Using GenX from the command line (with mpi)¶
Introduction¶
Using GenX from the command line lets you, in the simplest case, start up the gui. You can also run fits without starting up the gui at all. This opens possibilities to make a batch script of multiple GenX runs and, in addition, you can run GenX on machines without a desktop environment. GenX also supports mpi for fitting in parallel opens up the possibility to use it on clusters. The mpi implementation was contributed by Canrong Qiu. Note that, currently, the command line is only fully implemented in the source/pip versions.
Dependencies¶
If you only intend to run GenX from the command line you do not need an installation of wxPython or matplotlib.
See section Clusters for installation instructions.
Command line arguments¶
The arguments to GenX can be viewed by executing the program with the --help
option.
Note
All commands should work from the source folder without installation by using python scripts/genx
as execuable.
$ genx --help
usage: genx [-h] [-r | --mpi | -g | --pars | --mod]
[--pr PR] [--cs CS] [--mgen MGEN] [--pops POPS] [--asi ASI] [--km KM] [--kr KR]
[-s] [-e] [--var VAR] [--bumps]
[-d DATA_SET] [--load DATAFILE] [--export SAVE_DATAFILE]
[-l LOGFILE] [--debug] [--dpi-scale DPI_OVERWRITE] [--no-curses] [--disable-nb] [--nb1]
[infile] [outfile]
GenX 3.6.0, fits data to a model.
positional arguments:
infile The .gx or .hgx file to load or .ort file to use as basis for model
outfile The .gx or hgx file to save into
optional arguments:
-h, --help show this help message and exit
-r, --run run GenX fit (no gui)
--mpi run GenX fit with mpi (no gui)
-g, --gen generate data.y with poisson noise added (no gui)
--pars extract the parameters from the infile (no gui)
--mod modify the GenX file (no gui)
optimization arguments:
--pr PR Number of processes used in parallel fitting.
--cs CS Chunk size used for parallel processing.

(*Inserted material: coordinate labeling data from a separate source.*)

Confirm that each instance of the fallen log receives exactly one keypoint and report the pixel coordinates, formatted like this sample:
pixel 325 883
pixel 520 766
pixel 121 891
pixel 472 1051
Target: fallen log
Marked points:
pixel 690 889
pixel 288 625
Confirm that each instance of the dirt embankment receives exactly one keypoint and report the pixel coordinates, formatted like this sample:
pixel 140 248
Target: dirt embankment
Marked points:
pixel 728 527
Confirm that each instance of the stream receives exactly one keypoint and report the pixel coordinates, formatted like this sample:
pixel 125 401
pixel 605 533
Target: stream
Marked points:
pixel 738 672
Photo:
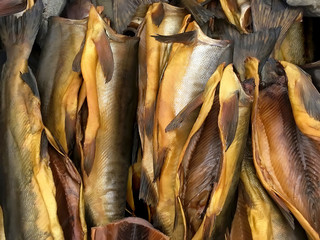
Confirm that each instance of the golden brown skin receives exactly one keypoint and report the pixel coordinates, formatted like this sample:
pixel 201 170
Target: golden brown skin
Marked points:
pixel 109 68
pixel 128 228
pixel 27 191
pixel 286 149
pixel 238 13
pixel 58 84
pixel 8 7
pixel 189 67
pixel 2 236
pixel 163 19
pixel 264 217
pixel 233 120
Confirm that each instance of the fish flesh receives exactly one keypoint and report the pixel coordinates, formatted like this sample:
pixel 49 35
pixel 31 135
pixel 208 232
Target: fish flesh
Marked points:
pixel 58 84
pixel 111 98
pixel 193 59
pixel 8 7
pixel 232 125
pixel 128 228
pixel 285 137
pixel 163 19
pixel 265 220
pixel 238 13
pixel 27 187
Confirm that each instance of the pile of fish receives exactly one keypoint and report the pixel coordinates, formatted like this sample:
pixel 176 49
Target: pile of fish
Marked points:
pixel 149 119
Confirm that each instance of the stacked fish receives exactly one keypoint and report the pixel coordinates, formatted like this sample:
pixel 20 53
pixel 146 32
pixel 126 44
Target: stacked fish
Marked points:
pixel 149 119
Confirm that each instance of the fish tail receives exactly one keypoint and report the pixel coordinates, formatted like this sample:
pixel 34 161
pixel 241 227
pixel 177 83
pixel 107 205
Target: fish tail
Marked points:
pixel 16 31
pixel 147 189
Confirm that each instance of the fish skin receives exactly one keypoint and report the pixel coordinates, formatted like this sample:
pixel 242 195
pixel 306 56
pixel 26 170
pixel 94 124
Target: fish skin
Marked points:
pixel 238 13
pixel 153 58
pixel 58 84
pixel 8 7
pixel 112 98
pixel 27 187
pixel 2 236
pixel 265 219
pixel 218 211
pixel 298 129
pixel 51 8
pixel 128 228
pixel 189 68
pixel 193 159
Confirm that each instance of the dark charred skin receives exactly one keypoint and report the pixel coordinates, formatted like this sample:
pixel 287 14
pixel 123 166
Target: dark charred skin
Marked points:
pixel 201 169
pixel 299 151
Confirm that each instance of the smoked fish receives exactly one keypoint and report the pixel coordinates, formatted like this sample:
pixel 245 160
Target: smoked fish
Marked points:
pixel 285 138
pixel 228 118
pixel 255 207
pixel 109 68
pixel 128 229
pixel 58 84
pixel 193 59
pixel 8 7
pixel 163 19
pixel 27 190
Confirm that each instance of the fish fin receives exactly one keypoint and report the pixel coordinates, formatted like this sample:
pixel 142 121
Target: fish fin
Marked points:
pixel 147 191
pixel 30 80
pixel 274 14
pixel 199 12
pixel 257 44
pixel 44 145
pixel 283 209
pixel 157 166
pixel 208 226
pixel 229 113
pixel 89 153
pixel 185 112
pixel 157 15
pixel 68 193
pixel 8 7
pixel 185 38
pixel 124 10
pixel 76 65
pixel 310 96
pixel 149 120
pixel 17 30
pixel 105 55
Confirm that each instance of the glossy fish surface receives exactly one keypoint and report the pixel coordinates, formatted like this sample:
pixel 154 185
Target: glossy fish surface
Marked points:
pixel 235 102
pixel 111 96
pixel 264 217
pixel 163 19
pixel 289 171
pixel 27 190
pixel 193 59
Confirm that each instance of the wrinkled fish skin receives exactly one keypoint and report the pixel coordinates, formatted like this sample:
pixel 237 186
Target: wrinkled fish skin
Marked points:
pixel 58 84
pixel 27 191
pixel 265 219
pixel 291 101
pixel 112 101
pixel 136 228
pixel 189 67
pixel 162 19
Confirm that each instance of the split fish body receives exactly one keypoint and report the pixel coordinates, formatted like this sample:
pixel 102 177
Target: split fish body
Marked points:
pixel 286 149
pixel 192 61
pixel 58 84
pixel 109 68
pixel 161 19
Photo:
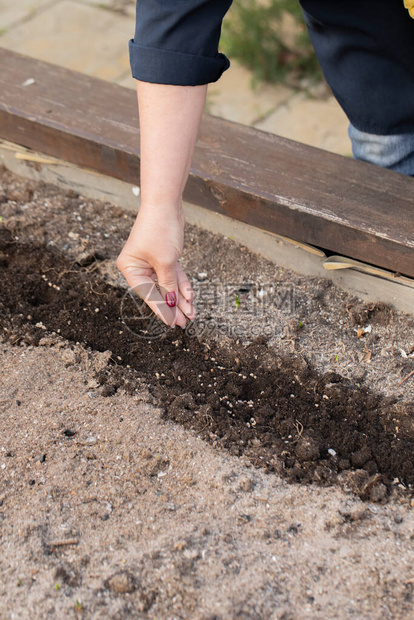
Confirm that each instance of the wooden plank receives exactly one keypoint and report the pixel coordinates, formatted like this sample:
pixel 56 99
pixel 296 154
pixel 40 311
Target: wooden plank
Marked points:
pixel 335 203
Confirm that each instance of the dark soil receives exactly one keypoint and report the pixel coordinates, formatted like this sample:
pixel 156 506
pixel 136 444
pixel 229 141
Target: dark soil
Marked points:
pixel 278 412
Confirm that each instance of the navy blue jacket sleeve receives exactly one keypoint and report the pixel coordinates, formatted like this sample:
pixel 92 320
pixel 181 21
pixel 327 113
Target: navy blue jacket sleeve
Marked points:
pixel 176 41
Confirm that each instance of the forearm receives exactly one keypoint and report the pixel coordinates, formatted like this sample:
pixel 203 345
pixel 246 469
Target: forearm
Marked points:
pixel 169 121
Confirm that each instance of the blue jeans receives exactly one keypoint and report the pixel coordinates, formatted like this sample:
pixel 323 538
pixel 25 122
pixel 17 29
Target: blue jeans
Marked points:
pixel 395 152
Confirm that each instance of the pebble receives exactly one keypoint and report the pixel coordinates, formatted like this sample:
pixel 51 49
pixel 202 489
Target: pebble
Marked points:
pixel 360 457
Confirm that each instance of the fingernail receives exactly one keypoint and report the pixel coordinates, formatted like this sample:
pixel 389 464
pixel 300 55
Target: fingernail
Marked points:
pixel 171 299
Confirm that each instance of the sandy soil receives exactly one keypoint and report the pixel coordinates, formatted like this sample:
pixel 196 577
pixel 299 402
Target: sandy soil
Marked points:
pixel 110 509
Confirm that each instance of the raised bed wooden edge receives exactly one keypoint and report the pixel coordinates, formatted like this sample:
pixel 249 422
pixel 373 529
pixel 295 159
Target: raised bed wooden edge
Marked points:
pixel 329 201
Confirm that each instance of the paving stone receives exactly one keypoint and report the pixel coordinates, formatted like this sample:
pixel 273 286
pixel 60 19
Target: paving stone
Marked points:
pixel 76 36
pixel 13 12
pixel 318 123
pixel 233 98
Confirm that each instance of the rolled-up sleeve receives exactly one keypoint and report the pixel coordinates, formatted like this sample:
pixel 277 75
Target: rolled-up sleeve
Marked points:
pixel 176 41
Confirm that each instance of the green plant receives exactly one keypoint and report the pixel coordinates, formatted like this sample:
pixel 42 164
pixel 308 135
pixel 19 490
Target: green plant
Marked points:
pixel 253 33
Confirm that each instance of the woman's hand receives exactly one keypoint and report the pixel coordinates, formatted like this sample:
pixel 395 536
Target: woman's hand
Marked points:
pixel 150 255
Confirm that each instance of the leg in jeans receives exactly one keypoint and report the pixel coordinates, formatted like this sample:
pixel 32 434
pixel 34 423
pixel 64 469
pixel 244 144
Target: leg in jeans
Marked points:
pixel 366 52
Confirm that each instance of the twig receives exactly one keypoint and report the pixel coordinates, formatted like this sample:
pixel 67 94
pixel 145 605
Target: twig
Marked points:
pixel 410 374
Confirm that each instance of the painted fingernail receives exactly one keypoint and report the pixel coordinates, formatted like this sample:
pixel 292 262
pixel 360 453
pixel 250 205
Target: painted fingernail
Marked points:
pixel 170 299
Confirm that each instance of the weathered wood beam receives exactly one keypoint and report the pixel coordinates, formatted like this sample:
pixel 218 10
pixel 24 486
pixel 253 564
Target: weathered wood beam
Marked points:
pixel 333 202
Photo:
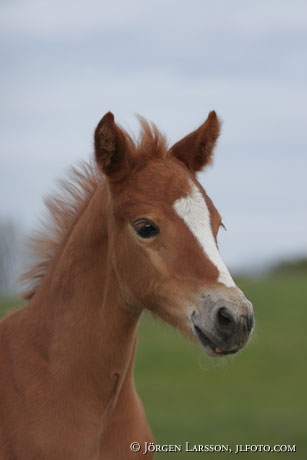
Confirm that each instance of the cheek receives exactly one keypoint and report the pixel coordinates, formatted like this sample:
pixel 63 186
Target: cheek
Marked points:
pixel 185 260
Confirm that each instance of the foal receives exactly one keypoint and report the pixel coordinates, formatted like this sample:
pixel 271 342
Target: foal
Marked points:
pixel 138 232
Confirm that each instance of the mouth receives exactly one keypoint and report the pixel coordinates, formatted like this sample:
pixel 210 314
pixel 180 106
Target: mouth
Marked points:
pixel 210 346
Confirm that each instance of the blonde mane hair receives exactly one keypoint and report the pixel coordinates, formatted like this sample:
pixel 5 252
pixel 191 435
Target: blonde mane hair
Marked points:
pixel 69 201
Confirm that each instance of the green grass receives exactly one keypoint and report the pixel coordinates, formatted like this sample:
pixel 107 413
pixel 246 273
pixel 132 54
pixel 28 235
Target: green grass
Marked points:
pixel 255 397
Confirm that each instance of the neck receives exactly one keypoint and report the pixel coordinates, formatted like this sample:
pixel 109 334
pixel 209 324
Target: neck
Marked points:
pixel 86 330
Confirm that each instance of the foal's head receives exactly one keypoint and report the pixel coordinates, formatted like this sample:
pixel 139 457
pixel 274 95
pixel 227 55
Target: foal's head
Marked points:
pixel 163 234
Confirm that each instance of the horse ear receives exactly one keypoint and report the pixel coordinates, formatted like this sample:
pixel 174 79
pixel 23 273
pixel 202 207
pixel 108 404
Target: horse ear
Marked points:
pixel 111 148
pixel 196 149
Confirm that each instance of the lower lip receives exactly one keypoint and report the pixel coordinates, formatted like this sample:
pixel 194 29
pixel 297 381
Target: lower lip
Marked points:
pixel 206 342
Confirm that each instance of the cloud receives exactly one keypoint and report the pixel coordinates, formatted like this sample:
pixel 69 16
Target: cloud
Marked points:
pixel 66 63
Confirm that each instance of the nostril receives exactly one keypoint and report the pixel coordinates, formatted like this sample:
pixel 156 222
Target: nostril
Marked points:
pixel 250 322
pixel 225 319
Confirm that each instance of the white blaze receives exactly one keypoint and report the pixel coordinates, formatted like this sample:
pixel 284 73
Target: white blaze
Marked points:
pixel 194 211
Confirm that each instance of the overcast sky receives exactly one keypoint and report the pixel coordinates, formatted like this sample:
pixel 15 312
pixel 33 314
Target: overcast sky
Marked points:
pixel 65 63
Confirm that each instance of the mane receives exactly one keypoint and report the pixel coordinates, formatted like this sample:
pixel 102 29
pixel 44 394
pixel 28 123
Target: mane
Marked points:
pixel 63 209
pixel 71 198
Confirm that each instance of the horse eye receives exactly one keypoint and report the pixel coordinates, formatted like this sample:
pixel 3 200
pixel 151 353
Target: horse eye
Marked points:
pixel 145 228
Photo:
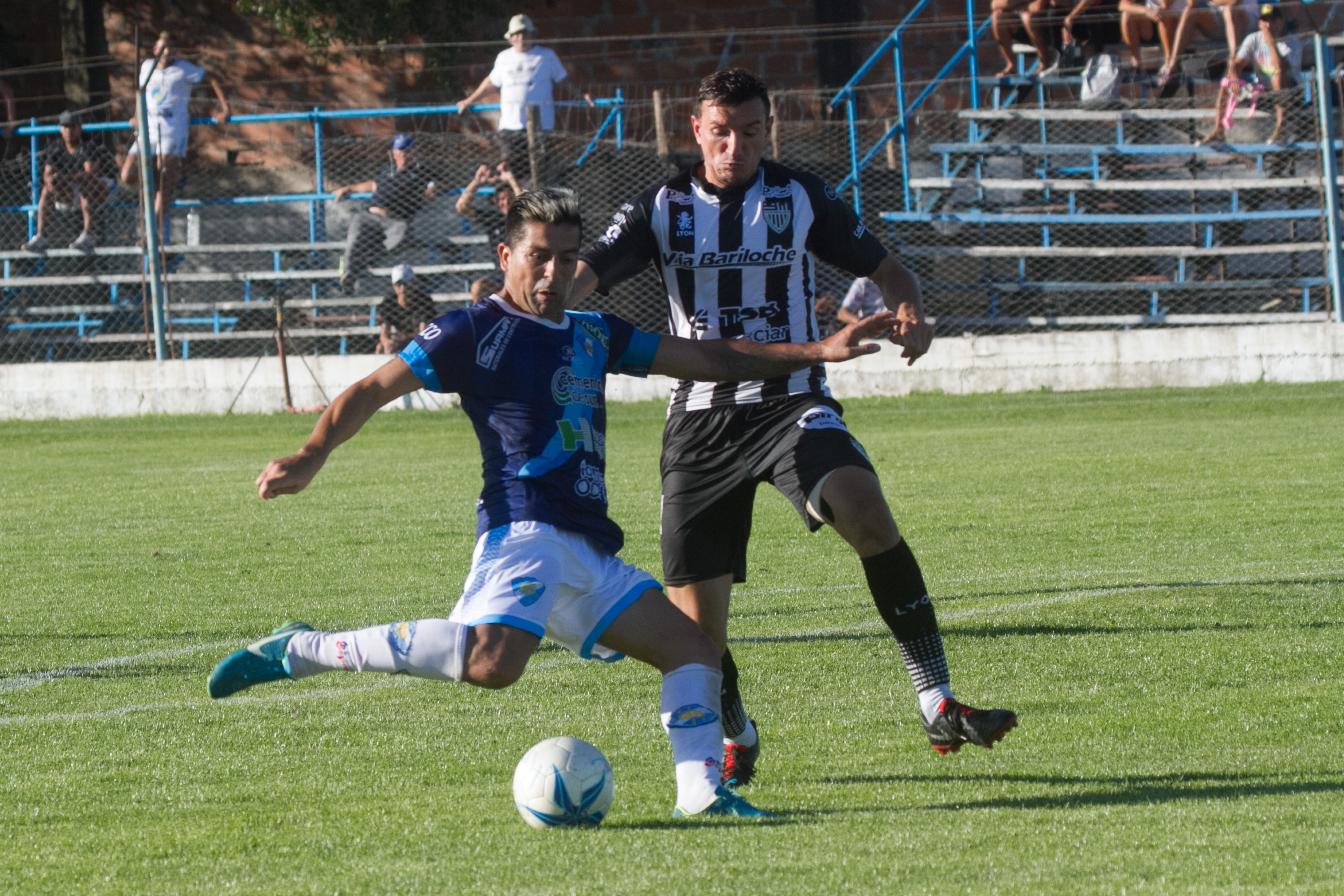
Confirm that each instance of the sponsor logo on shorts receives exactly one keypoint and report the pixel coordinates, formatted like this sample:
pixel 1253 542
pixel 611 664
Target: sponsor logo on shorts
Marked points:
pixel 567 386
pixel 528 590
pixel 693 717
pixel 592 484
pixel 400 636
pixel 491 350
pixel 822 418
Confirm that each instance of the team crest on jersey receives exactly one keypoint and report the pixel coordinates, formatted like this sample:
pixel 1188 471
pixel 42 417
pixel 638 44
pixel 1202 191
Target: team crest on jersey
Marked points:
pixel 528 590
pixel 491 350
pixel 400 636
pixel 777 215
pixel 693 717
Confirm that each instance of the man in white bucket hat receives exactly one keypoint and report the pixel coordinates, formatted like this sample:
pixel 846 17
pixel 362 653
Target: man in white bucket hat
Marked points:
pixel 524 76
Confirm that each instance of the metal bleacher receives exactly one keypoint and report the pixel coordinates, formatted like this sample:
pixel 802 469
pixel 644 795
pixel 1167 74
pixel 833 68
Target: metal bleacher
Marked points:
pixel 1052 213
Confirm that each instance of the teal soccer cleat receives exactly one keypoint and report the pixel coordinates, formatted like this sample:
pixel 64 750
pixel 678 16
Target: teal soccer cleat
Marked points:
pixel 728 805
pixel 257 663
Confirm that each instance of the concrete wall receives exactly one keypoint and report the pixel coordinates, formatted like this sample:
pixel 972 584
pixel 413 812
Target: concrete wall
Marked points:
pixel 1062 362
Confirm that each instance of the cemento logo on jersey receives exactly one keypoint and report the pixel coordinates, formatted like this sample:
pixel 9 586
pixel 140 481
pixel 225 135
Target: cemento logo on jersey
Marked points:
pixel 582 436
pixel 691 717
pixel 567 386
pixel 592 484
pixel 594 331
pixel 777 215
pixel 773 257
pixel 527 590
pixel 400 636
pixel 822 418
pixel 491 350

--mgen MGEN Maximum number of generations that is used in a fit
--pops POPS Population size - number of individuals.
--asi ASI Auto save interval (generations).
--km KM Mutation constant (float 0 < km < 1)
--kr KR Cross over constant (float 0 < kr < 1)
-s, --esave Force save evals to gx file.
-e, --error Calculate error bars before saving to file.
--var VAR Minimum relative parameter variation to stop the fit (%)
--bumps Use Bumps DREAM optimizer instead of GenX Differential Evolution
data arguments:
-d DATA_SET Active data set to act upon. Index starting at 0.
--load DATAFILE Load file into active data set. Index starting at 0.
--export SAVE_DATAFILE
Save active data set to file. Index starting at 0.
startup options:
-l LOGFILE, --logfile LOGFILE
Output debug information to logfile.
--debug Show additional debug information on console/logfile
--dpi-scale DPI_OVERWRITE
Overwrite the detection of screen dpi scaling factor (=72/dpi)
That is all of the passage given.